In the July 29, 2011, Morbidity and Mortality Weekly Report, The Centers for Disease Control and Prevention (CDC) estimated that 5,946 persons are treated in U.S. emergency departments each year for a heat illness suffered while participating in a sport or recreational activity. Males, especially those 15-19 years of age, make up the highest demographic of heat illness victims. Not surprisingly, football accounts for the majority of those heat illness emergency visits. About 7 percent of victims required hospitalization.

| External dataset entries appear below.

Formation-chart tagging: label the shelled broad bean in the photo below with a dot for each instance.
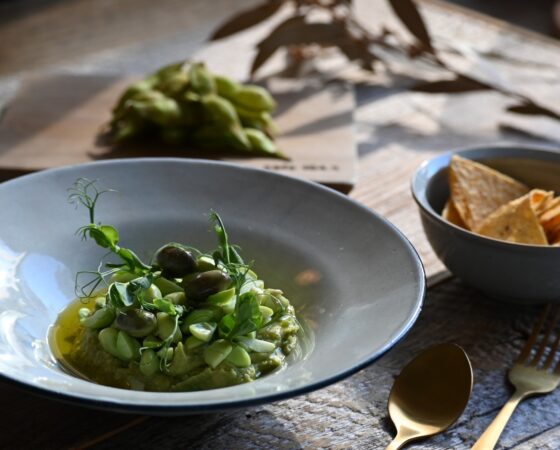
(184, 103)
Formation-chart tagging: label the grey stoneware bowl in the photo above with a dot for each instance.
(357, 284)
(509, 272)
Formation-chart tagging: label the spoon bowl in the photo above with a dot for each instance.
(430, 393)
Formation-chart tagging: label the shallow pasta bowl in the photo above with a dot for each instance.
(356, 283)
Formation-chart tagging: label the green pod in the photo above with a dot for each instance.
(255, 97)
(165, 354)
(226, 87)
(239, 357)
(108, 340)
(152, 293)
(149, 363)
(203, 330)
(84, 313)
(151, 342)
(166, 286)
(193, 342)
(177, 298)
(220, 111)
(216, 352)
(99, 319)
(166, 326)
(174, 136)
(199, 316)
(200, 80)
(180, 363)
(205, 263)
(128, 348)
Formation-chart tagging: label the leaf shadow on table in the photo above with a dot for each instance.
(492, 333)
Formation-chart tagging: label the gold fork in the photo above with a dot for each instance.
(530, 376)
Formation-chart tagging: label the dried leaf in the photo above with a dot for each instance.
(532, 109)
(458, 84)
(357, 50)
(247, 19)
(409, 15)
(295, 31)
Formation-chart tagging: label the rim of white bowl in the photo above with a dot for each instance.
(170, 409)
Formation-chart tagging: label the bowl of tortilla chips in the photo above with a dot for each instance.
(492, 216)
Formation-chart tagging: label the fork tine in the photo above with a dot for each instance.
(552, 356)
(546, 337)
(526, 352)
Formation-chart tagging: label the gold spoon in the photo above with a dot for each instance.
(430, 393)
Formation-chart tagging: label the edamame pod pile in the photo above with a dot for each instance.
(187, 320)
(183, 103)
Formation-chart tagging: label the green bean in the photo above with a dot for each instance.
(179, 364)
(84, 313)
(151, 293)
(166, 326)
(100, 302)
(99, 319)
(151, 342)
(203, 331)
(257, 345)
(127, 347)
(222, 297)
(192, 342)
(122, 277)
(165, 354)
(226, 87)
(239, 357)
(108, 340)
(136, 322)
(149, 364)
(166, 286)
(266, 312)
(216, 352)
(220, 111)
(177, 298)
(199, 316)
(205, 263)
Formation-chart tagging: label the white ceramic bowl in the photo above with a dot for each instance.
(353, 278)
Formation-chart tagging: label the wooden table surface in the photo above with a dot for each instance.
(395, 130)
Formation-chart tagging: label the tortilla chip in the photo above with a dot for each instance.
(540, 200)
(515, 222)
(451, 214)
(478, 190)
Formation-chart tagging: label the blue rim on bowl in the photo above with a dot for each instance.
(510, 272)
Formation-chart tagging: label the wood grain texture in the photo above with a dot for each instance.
(395, 131)
(349, 414)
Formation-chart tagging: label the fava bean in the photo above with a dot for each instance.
(166, 327)
(216, 352)
(149, 363)
(175, 261)
(136, 322)
(239, 357)
(99, 319)
(205, 284)
(127, 347)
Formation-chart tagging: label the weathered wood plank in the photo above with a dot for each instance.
(352, 414)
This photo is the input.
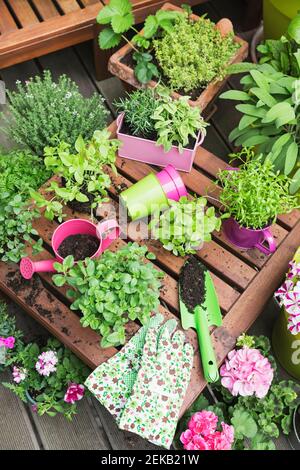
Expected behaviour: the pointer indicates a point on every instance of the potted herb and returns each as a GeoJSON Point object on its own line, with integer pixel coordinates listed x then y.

While heat illness is scary and deaths from it are tragic, we can take some relief knowing that it is a preventable problem. A large percentage of the heat-related deaths in high school football occur in the first two weeks of summer practice. Acclimatization, or the process of getting the body ready for activity in hot conditions, has been shown to be a key factor in preventing heat illness.

These guidelines aim to get young athletes ready for the tremendous heat they will face in summer practice. Similar policies, which are supported by the National Athletic Trainers Association, the American College of Sports Medicine, and the American Academy of Pediatrics, have already been adopted or soon will be across the country.

The real value comes from taking judgment somewhat out of the picture. Sure, every football coach cares about the health and safety of his players. But the pressure to win, especially in football, is enormous. These rules might eliminate the temptation to run a few more drills or make kids come back for an extra practice later in the day.

We also cannot depend on players to tell coaches and trainers when they are overheated. Young athletes don’t want to let their teammates down or cause their coaches to think they are weak. Even at the professional level, players minimize or deny symptoms to stay in the game. Brian Urlacher and Troy Polamalu recently made headlines admitting the common practice of lying about concussions to team doctors.

And while athletic trainers are critical for evaluating players for heat illness and initiating treatment, they have to closely monitor 80-100 players. By the time dizziness, nausea and disorientation develop, rest and water are not nearly enough to help these kids. Hopefully the new South Carolina rules will keep players from ever reaching this condition.

There will be some former athletes who will question the necessity of the new policies. Sports medicine physicians have grown accustomed to claims that such changes in sports “make kids soft.” But we aren’t trying to water down sports or weaken young kids. We want to keep them alive and healthy enough to play.